"I've forgotten all the maths I ever learnt at school but I've never needed it," they say. I'm not sure how they've survived. They'd probably own up to being able to add and subtract, multiply and divide, but almost all of the GCSE/O level syllabus is useful in daily life. For a start, if you want to work out how much the banks will fleece you for using a credit card you need percentages and fractions. If you want to understand the graphs of Tory cuts you need a little statistics. If you want to enjoy the Great British Bake Off you need to appreciate pi.
But at degree level things are different. The stuff you learn is probably only useful if you're going to be working in a maths environment, as a programmer or a scientist or an actor on The Big Bang Theory. It's difficult to see how i, the square root of -1, which doesn't actually exist except in maths, can help down the supermarket. A lot of what I learned last year in MST209 Mathematical method and models won't ever be put into use unless, come the revolution, I need to calculate the trajectory of a mortar. But in my next module all this might change. Before then I still had the previous course to finish and yesterday, while sitting its examination, I had a genuinely new OU experience.

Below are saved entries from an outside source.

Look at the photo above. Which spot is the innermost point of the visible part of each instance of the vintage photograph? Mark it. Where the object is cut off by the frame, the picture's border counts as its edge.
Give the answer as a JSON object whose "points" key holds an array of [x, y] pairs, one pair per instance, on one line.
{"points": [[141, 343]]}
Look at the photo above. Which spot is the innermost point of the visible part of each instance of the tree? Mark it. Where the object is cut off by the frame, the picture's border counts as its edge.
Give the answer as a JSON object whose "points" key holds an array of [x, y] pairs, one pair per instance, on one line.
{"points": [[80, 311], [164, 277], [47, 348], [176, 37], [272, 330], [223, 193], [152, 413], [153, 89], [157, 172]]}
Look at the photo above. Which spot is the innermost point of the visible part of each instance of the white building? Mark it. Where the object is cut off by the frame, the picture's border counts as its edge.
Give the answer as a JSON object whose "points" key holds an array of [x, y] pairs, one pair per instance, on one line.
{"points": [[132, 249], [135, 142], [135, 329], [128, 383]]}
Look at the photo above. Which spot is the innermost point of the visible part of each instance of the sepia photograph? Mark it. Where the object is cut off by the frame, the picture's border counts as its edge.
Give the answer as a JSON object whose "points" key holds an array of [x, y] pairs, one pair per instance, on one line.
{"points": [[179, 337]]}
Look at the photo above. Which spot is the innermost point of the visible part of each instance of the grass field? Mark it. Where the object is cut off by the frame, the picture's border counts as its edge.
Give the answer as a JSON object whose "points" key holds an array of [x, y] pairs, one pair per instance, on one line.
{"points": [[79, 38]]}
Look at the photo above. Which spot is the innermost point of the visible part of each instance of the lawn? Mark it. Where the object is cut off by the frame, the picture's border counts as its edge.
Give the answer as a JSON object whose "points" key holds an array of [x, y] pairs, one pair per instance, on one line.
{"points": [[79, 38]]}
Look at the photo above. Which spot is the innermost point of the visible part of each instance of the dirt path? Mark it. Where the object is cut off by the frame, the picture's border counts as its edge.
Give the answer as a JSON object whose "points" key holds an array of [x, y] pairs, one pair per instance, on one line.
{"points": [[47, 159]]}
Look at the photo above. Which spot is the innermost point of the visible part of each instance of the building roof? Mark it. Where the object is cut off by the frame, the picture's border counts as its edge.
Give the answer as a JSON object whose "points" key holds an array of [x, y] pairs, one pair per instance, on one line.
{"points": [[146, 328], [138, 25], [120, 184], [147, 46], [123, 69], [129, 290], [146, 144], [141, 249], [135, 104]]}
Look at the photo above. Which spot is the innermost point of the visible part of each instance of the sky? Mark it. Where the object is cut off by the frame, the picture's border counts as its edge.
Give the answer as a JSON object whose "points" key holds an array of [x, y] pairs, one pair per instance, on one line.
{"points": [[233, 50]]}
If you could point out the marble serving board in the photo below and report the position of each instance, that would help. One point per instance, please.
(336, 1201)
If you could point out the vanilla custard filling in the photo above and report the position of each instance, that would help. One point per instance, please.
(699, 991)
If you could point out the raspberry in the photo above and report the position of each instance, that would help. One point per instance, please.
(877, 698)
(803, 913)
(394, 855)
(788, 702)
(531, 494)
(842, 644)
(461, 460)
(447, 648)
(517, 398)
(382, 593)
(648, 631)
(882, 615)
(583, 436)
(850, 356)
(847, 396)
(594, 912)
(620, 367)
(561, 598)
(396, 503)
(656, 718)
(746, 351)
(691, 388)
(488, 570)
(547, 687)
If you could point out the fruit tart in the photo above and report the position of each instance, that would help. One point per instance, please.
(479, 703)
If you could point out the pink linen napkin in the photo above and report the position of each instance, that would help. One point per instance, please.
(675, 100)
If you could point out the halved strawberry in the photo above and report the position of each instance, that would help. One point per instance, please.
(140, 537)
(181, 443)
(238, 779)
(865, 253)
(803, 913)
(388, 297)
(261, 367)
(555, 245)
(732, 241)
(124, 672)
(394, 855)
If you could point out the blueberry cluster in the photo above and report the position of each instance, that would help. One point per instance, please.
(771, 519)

Exam time is usually stressful and much of that is a result of the way that the OU structures its course results. Unless you're new to the OU you'll know that your overall module mark is whichever is worse, your course work score or your exam score. Back in 1997, on my first module - an object-oriented programming course - I was unaware of this. I assumed that having achieved coursework in the high 90s I'd only need to turn up for the exam and do moderately well to pass the module with a decent mark. Overconfidence is rarely rewarded. I hardly revised, which, as you might have guessed, turned out to be a huge mistake.
'It was the first exam that didn't start with five minutes of blind panic. I should've worn shorts and flipflops and taken along a couple of cocktails'
The programming module was in its first year of presentation, which I've since learnt is always a gamble. First, you don't have access to a stack of past exam papers, but also some new modules have teething problems and this course had a set of gnashers like Shane McGowan. The exam paper was an absolute stinker, requiring me to remember not just facts from the course books but examples too, which of course I didn't. One question was a fill-in-the-blanks type affair with so many empty spaces that I could have completed it with a limerick about a man from Nantucket. Rather than passing the module with the distinction that I should easily have managed, I ended up with a Grade Three. And this was a bit embarrassing for me on an object-oriented programming course because at the time I was working as a full-time object-oriented programmer.
In all the modules since then I've always managed Grade Two or above but this year's course - M208 Pure mathematics - has presented new difficulties, most of which are due to the bike ride. Because OU maths courses (and only maths courses) require assignments to be sent via snail mail my tutor's comments were posted home, meaning that I had no access to them. As a result of repeatedly making the same kinds of error throughout the module I can now only achieve Grade Three at best even if I were to score 100% in the exam.
The genuinely new OU experience was that, without the pressure to perform, the revision process and yesterday's exam were much more relaxed. This time I really did only need to do moderately well and it wouldn't affect my overall score. The chilled atmosphere was aided by being able to take along the course handbook to the exam as well as annotate it, which feels a bit like cheating but I'll take all the help I can. It was the first exam that didn't start with five minutes of blind panic. I should've worn shorts and flipflops and taken along a couple of cocktails.
Now that M208 lies behind me I'm excited about my next module, which started before M208 finished. MT365 Graphs, networks and design is a problem-solving course and one of those problems is to find the best route from Land's End to John o'Groats. While those two towns aren't on next year's itinerary I hope I can use the same techniques to find the shortest distance between 2013's capitals. For the majority of the route, the best order to visit the cities is clear but there's a not so obvious section involving Kiev, Belarus, Warsaw, Vilnius, Riga, Tallin and Moscow and hopefully MT365 can help to keep the mileage down. Who says maths is useless?